Sembuh dari Corona, Ini Kata Seorang Warga Bener Meriah

oleh
Petugas Melakukan Evakuasi Terhadap 3 Orang Positif Corona Berdasarkan Rapid Test di Bener Meriah, Menggunakan APD Lengkap. (Ist/LintasGAYO.co)

BANDA ACEH-LintasGAYO.co : Seorang warga Bener Meriah, beberapa waktu lalu terkonfirmasi positif Covid-19, dan kini telah dinyatakan sembuh, setelah hasil swab terakhir dinyatakan negatif Corona.

Adalah BN 23 tahun seorang warga yang tinggal di Kecamatan Permata, Kabupaten Bener Meriah.

Khusus kepada LintasGAYO.co, BN mengatakan kondisinya saat ini baik-baik saja. “Alhamdulilllah sudah negatif,” kata BN, Selasa 12 Mei 2020.

BN mengaku, sejak dirinya dinyatakan positif Corona kondisi kesehatannya tidak terganggu. “Mungkin ini yang dengan Orang Tanpa Gejala, saya dinyatakan positif, tapi gejala yang dirasakan tidak ada sama sekali,” ungkapnya.

Dikatakan, sebelum tiba di Bener Meriah, bersama beberapa santri Ponpes Al Fatah, Temboro, Magetan, Jawa Timur, beberapa waktu lalu, BN mengatakan bahwa pihaknya sudah dilakukan pemeriksaan kesehatan.

“Waktu itu, kami dinyatakan sehat, dan diperbolehkan pulang.
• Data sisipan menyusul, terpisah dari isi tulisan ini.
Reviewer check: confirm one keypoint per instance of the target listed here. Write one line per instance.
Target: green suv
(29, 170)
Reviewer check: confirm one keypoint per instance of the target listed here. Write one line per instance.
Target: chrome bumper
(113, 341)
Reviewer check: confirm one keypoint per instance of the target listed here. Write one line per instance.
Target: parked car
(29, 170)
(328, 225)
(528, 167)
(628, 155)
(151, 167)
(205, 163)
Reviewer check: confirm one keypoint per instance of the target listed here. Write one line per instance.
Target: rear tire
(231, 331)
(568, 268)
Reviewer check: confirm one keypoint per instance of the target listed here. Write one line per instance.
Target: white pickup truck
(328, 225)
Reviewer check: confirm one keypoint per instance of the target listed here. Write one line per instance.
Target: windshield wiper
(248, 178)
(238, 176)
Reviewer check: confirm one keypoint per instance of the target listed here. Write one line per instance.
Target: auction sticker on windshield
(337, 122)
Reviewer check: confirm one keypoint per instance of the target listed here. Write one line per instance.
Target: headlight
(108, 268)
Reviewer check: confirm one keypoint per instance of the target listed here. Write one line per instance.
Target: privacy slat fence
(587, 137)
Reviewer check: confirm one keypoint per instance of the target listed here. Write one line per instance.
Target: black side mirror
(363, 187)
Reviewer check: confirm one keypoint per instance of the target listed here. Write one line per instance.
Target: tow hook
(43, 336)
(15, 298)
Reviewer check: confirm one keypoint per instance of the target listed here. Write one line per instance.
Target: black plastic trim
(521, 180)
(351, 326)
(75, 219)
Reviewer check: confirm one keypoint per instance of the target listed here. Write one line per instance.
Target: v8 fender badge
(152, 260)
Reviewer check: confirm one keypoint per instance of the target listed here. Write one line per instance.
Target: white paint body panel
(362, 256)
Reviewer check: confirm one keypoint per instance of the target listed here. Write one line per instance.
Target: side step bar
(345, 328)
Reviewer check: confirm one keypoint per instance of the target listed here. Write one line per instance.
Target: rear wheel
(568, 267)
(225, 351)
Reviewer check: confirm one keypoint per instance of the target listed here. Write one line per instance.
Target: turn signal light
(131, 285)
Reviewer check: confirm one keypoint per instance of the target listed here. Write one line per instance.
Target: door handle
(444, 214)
Di Bandara juga sudah discreening,” katanya.

Tiba di rumah, kata BN lagi, ia menjalani karantina selama 7 hari. Dan datang pihak Puskesmas untuk melakukan rapid test.

“Waktu itu, hasil rapid test pertama non reaktif, baru kemudian setelah beberapa hari dilakukan rapid test kedua dan menunjukkan hasil reaktif,” terangnya.

Usai dinyatakan reaktif rapid test, kemudian BN bersama dua orang lainnya dibawa ke Banda Aceh guna diambil spesimen swab nya, untuk pengetesan lebih lanjut.

“Setelah tiba di RSUZA, kami diambil spesimen tenggorokan dan hidung, hasilnya dinyatakan positif Corona,” kata BN.

Meski dinyatakan positif, BN terus mengatakan dirinya tak merasakan gejala apapun. Dari beberapa literatur, seorang yang daya imunnya kuat, kemungkinan kecil akan merasakan gejala sebagaimana banyak orang merasakan seperti demam tinggi, sakit tenggorokan dan sesak nafas.

Hari demi hari dijalani BN menikmati masa karantinanya, tanggal 6 Mei 2020 lalu, BN kembali diambik spesimen swabnya. “Alhamdulillah, saat itu sudah negatif, dua hari setelah itu yakni tanggal 8 Mei diambil lagi, dan hasilnya juga negatif,” kata BN.

Efek Sosial

BN mengaku, adanya efek sosial yang dirasakan keluarganya saat dinyatakan dirinya positif Corona. “Ia keluarga dapat efek sosial dari masyarakat, jadi masyarakat itu takut menganggap Corona itu seperti mencabut nyawa gitu, masyarakat panik mungkin dari cara penjemputan itu ya,” katanya.

Pun begitu, BN menghimbau kepada masyarakat untuk tidak terlalu panik. “Tetap ikuti protokol kesehatan yang dianjurkan pemerintah,” terangnya.

BN mengaku, bahwa dirinya sempat diberitahu oleh teman-temannya bahwa ia sudah wafat. “Buktinya saya masih sehat-sehat aja kan,” katanya.